Department of Mathematical Science, City University London, Northampton Square, London EC1V 0HB, UK.
J Theor Biol. 2013 Sep 7;332:191-202. doi: 10.1016/j.jtbi.2013.04.023. Epub 2013 May 2.
Organisms often respond to environmental change phenotypically, through learning strategies that enhance fitness in variable and changing conditions. But which strategies should we expect in population exposed to those conditions? We address this question by developing a mathematical model that specifies the consequences of different mixtures of individual and social learning strategies on the frequencies of different cultural variants in temporally and spatially changing environments. Assuming that alternative cultural variants are differently well-adapted to diverse environmental conditions, we are able to evaluate which mixture of learning strategies maximises the mean fitness of the population. We find that, even in rapidly changing environments, a high proportion of the population will always engage in social learning. In those environments, the highest adaptation levels are achieved through relatively high fractions of individual learning and a strong conformist bias. We establish a negative relationship between the proportion of the population learning socially and the strength of conformity operating in a population: strong conformity requires fewer conformists (i.e. larger proportion of individual learning), while many conformists can only be found when conformist transmission is weak. Investigations of cultural diversity show that in frequently changing environments high levels of adaptation require high level of cultural diversity. Finally, we demonstrate how the developed mathematical framework can be applied to time series of usage or occurrence data of cultural traits. Using Approximate Bayesian Computation we are able to infer information about the underlying learning processes that could have produced observed patterns of variation in the dataset.

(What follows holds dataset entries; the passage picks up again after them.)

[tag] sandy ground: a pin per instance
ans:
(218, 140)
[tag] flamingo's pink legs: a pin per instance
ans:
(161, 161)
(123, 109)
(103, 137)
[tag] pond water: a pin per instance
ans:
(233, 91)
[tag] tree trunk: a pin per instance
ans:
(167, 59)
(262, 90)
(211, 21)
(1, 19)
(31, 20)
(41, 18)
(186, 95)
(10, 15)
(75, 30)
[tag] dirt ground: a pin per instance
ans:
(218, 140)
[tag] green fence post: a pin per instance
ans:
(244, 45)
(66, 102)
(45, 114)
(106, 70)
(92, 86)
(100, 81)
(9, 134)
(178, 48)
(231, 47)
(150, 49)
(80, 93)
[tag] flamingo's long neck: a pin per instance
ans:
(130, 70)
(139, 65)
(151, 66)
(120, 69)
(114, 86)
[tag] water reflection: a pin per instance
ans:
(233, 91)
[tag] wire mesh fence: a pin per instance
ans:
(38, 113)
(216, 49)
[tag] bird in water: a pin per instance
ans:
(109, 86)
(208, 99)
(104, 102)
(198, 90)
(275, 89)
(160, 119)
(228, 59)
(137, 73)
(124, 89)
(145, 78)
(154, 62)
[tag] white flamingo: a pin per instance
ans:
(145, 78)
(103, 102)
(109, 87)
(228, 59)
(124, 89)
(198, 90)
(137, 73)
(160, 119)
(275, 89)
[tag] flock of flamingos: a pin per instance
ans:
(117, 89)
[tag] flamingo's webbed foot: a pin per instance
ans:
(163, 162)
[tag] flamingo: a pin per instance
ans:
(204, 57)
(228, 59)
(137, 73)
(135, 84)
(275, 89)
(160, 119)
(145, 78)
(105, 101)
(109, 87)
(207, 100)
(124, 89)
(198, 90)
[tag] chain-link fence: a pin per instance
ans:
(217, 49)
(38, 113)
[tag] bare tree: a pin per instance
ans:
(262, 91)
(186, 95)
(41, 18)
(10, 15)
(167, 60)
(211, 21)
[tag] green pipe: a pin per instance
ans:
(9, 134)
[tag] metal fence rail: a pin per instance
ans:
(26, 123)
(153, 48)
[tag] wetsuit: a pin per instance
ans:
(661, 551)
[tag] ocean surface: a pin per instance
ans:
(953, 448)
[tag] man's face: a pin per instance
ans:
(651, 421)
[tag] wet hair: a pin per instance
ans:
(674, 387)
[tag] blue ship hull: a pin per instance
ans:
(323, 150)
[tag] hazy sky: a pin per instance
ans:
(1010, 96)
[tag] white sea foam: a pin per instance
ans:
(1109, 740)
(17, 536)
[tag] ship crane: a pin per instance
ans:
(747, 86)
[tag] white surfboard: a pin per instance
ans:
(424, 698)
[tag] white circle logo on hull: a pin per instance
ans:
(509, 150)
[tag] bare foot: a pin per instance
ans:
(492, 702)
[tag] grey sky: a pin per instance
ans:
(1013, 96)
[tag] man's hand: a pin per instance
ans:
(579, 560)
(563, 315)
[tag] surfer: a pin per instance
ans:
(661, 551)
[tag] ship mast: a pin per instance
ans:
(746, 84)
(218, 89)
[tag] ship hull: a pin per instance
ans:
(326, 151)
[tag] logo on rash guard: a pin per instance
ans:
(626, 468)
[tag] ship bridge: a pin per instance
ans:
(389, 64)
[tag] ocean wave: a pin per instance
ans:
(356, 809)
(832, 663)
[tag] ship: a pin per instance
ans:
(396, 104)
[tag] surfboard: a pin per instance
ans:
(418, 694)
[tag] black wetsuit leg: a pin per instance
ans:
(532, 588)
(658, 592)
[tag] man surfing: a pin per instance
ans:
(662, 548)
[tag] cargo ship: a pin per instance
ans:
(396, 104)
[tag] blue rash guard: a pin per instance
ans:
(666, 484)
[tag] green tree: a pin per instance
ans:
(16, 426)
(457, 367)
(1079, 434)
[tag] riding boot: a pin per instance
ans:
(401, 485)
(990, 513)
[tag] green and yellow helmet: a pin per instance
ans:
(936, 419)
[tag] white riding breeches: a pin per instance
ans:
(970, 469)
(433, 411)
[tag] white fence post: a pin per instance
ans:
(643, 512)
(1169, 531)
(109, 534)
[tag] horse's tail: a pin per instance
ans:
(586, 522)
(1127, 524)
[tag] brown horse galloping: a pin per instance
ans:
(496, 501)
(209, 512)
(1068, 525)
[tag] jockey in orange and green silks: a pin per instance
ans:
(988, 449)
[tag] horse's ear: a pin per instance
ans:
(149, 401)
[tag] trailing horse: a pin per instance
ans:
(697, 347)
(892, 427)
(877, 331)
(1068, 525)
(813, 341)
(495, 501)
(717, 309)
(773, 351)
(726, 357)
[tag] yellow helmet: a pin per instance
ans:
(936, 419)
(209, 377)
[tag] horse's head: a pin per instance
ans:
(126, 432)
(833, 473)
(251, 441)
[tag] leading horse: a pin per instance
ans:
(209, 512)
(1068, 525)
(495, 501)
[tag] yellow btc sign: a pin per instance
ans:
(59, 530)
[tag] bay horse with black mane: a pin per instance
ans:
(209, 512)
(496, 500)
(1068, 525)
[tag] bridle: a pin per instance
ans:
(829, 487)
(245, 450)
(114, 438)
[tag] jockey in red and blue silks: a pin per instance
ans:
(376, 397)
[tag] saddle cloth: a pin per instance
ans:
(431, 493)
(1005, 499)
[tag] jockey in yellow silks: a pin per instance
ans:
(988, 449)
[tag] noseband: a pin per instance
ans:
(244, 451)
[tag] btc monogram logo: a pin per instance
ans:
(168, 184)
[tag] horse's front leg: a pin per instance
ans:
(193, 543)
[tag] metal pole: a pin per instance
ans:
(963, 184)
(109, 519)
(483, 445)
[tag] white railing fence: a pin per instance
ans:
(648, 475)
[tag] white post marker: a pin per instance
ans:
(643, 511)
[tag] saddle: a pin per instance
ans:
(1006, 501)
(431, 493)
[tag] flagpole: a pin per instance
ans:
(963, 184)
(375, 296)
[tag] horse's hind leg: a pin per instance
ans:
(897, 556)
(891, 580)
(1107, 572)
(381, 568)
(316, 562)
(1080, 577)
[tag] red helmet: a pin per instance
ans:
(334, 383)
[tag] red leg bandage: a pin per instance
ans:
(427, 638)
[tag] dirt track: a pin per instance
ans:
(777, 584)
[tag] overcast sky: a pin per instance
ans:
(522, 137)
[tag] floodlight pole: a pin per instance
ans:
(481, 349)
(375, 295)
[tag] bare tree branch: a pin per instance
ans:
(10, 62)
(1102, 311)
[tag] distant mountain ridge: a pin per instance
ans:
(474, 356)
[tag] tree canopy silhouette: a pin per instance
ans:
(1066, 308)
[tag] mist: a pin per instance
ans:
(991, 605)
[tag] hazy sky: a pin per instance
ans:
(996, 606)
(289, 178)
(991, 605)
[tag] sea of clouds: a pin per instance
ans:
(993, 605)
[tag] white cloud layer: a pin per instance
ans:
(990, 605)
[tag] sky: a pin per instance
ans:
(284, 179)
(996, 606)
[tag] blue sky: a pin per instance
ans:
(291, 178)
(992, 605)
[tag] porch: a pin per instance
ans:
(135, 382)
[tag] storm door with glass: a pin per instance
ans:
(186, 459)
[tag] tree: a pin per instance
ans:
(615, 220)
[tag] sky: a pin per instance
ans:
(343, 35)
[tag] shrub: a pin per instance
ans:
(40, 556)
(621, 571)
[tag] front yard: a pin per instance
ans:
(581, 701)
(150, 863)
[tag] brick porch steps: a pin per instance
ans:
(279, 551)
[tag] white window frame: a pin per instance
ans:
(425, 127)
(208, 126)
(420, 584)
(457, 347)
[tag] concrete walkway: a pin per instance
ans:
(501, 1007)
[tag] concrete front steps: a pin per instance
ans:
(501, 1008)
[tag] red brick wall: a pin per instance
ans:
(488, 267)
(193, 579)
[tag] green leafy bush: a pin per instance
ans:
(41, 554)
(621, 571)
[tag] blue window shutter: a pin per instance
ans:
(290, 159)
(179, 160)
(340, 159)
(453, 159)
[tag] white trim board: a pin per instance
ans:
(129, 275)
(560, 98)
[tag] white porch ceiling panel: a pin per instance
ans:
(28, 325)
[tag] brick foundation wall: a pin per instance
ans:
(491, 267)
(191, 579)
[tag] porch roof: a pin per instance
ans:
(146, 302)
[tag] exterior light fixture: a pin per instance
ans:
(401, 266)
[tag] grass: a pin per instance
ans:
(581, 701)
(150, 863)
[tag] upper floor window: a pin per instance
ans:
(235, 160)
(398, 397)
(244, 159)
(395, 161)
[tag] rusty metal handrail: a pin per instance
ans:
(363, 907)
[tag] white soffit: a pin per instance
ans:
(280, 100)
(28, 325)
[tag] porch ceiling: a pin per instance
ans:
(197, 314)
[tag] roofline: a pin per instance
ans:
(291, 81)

生物通常会通过表型适应环境变化,采用增强在多变和变化环境中适应性的学习策略。但是,在面临这些条件的种群中,我们应该期待哪种策略呢?我们通过开发一个数学模型来解决这个问题,该模型规定了个体和社会学习策略的不同组合对在时间和空间上变化的环境中不同文化变体频率的影响。假设替代的文化变体对不同的环境条件具有不同的适应性,我们就能够评估哪种学习策略组合可以使种群的平均适应性最大化。我们发现,即使在快速变化的环境中,也会有很大一部分种群始终参与社会学习。在这些环境中,通过相对较高的个体学习分数和强烈的从众偏差,可以实现最高的适应水平。我们建立了一个人口中参与社会学习的比例与在该人口中起作用的从众强度之间的负相关关系:强烈的从众要求的从众者较少(即个体学习的比例较大),而当从众传播较弱时,才能找到更多的从众者。对文化多样性的研究表明,在经常变化的环境中,高水平的适应性需要高水平的文化多样性。最后,我们展示了如何将开发的数学框架应用于文化特征的使用或出现数据的时间序列。我们使用近似贝叶斯计算,能够推断出可能导致数据集中观察到的变异模式的潜在学习过程的信息。